Dans l’autre sens, arrêter la compétition n’efface pas mécaniquement une surprime : elle a été tarifée à la souscription. C’est alors la substitution de contrat, ouverte à tout moment par l’article L. 113-12-2, qui permet de faire re-tarifer le dossier sur la situation réelle.
Pas au sens strict, puisqu’il n’y a ni classement ni chronométrage officiel. Mais certains contrats excluent « toute pratique sur circuit fermé », ce qui l’englobe. Seule la lecture du libellé exact permet de trancher, et une demande de précision écrite à l’assureur vaut mieux qu’une déduction.
Oui. D’après le Cahier n° 2 de La Médiation de l’Assurance, la Cour de cassation l’a validée le 25 octobre 2018 (2e chambre civile, pourvoi n° 17-31.296) : la clause renvoie à un seuil légal objectif et satisfait donc à l’exigence de l’article L. 113-1 du code des assurances.
Non. L’assurance attachée à une licence sportive couvre la responsabilité civile et, selon les formules, l’accident corporel du licencié. Elle n’a pas pour objet de rembourser un capital restant dû auprès d’un prêteur. Les deux couvertures sont indépendantes et se cumulent.
L’usage routier ordinaire n’est pas un sport mécanique et ne relève pas de l’exclusion d’activité.
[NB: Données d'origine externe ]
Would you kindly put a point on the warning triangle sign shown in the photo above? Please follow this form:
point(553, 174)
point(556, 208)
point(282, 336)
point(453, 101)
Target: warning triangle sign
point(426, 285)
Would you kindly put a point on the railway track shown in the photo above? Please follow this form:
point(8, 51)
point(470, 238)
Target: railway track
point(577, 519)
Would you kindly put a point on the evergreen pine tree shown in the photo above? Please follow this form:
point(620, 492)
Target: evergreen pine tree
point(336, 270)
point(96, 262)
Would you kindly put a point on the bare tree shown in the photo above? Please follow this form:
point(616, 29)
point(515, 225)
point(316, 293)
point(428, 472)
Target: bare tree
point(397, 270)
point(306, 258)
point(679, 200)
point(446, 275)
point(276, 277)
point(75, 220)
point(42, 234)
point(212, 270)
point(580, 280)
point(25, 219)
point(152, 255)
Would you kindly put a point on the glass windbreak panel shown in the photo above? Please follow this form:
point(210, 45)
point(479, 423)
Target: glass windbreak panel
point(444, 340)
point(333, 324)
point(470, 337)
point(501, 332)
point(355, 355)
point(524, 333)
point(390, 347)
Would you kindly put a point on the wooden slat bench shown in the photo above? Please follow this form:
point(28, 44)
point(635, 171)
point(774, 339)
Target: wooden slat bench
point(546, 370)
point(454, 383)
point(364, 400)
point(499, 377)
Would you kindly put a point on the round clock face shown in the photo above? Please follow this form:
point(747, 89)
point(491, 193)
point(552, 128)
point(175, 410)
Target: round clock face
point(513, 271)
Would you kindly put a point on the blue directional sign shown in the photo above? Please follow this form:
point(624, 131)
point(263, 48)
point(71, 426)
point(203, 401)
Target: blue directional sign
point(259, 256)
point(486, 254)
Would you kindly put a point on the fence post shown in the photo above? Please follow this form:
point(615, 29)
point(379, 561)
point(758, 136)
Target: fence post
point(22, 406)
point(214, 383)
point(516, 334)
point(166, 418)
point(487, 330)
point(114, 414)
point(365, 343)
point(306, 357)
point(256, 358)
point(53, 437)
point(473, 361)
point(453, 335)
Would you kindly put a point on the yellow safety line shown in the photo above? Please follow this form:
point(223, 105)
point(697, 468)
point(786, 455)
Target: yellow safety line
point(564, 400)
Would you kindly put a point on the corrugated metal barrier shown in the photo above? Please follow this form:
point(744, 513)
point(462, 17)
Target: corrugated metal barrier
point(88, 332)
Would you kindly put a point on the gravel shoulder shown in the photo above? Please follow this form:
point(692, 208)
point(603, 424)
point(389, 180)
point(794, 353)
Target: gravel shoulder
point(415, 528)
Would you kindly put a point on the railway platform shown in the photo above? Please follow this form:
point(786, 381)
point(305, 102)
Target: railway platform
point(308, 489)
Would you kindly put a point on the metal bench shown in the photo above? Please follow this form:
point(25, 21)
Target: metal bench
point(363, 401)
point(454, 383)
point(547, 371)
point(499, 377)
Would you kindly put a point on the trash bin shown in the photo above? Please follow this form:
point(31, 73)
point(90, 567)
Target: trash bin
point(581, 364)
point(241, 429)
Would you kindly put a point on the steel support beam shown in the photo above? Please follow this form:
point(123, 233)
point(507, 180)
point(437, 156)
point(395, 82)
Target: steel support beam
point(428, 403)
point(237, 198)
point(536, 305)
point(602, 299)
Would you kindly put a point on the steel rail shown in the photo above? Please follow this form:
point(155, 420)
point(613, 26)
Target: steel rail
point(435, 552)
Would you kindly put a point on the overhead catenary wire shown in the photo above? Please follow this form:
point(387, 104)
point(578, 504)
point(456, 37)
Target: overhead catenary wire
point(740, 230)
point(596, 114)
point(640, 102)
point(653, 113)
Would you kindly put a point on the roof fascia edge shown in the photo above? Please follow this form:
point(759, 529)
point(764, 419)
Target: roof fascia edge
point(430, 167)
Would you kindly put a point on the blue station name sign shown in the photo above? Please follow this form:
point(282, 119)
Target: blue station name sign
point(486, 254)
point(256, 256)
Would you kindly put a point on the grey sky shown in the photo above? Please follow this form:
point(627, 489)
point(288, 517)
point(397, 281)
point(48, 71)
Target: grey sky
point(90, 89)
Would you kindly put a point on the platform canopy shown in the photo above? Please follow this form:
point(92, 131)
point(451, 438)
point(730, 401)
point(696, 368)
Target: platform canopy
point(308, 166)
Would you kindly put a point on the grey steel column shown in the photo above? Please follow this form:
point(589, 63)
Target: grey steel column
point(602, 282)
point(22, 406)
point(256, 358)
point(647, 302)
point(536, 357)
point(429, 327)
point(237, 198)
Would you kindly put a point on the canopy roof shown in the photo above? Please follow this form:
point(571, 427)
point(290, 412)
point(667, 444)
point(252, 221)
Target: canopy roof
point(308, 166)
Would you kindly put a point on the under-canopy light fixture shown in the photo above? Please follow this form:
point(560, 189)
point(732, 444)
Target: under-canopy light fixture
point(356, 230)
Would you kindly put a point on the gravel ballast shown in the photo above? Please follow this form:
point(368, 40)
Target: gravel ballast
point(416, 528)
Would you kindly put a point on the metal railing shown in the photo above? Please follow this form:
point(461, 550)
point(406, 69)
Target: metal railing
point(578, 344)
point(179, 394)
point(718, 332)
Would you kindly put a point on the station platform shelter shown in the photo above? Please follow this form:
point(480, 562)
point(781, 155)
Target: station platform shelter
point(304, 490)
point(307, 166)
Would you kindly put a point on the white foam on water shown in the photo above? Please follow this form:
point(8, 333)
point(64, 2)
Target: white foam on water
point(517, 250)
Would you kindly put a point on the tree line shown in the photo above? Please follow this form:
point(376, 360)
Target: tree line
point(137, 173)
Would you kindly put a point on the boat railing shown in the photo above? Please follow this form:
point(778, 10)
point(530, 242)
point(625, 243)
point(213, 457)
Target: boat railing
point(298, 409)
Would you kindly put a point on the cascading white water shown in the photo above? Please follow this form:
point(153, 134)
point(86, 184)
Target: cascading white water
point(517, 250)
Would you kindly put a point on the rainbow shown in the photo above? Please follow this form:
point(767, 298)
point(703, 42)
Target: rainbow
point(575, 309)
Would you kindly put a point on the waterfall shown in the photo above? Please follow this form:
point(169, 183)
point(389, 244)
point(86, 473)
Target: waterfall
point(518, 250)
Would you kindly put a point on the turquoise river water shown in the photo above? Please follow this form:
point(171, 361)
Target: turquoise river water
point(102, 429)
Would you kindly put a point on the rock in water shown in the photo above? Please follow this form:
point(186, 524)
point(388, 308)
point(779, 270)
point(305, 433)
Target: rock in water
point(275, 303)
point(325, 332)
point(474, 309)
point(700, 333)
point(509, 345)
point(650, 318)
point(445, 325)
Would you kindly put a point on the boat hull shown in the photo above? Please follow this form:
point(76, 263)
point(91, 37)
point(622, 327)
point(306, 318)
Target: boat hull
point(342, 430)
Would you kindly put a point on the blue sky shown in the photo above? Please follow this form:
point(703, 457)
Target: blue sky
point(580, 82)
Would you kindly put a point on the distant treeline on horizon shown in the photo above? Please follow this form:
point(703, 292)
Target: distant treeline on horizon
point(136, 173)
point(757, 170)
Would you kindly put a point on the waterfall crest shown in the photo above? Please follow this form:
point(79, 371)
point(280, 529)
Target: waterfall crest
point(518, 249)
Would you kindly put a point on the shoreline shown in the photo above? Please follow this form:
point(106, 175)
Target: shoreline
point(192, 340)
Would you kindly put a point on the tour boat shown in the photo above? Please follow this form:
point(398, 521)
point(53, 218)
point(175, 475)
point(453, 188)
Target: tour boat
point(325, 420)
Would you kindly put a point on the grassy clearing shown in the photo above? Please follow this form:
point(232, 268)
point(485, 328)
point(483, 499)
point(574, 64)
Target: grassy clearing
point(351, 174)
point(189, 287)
Il reste soumis, comme pour tout assuré, aux exclusions de comportement : alcoolémie, stupéfiants, défaut de permis valide.
L’article L. 113-8 du code des assurances prévoit la nullité du contrat en cas de réticence ou de fausse déclaration intentionnelle, les primes restant acquises à l’assureur. L’article L. 113-9 vise l’omission de bonne foi et conduit à une réduction proportionnelle de l’indemnité. La preuve de l’intention incombe à l’assureur.
Méthode : les décisions du 25 octobre 2018 et du 7 juillet 2022 sont citées d’après le Cahier n° 2 de La Médiation de l’Assurance et non d’après le texte intégral des arrêts. Aucun tarif ni taux de surprime n’est publié ici : il n’existe pas de barème public opposable pour les activités sportives.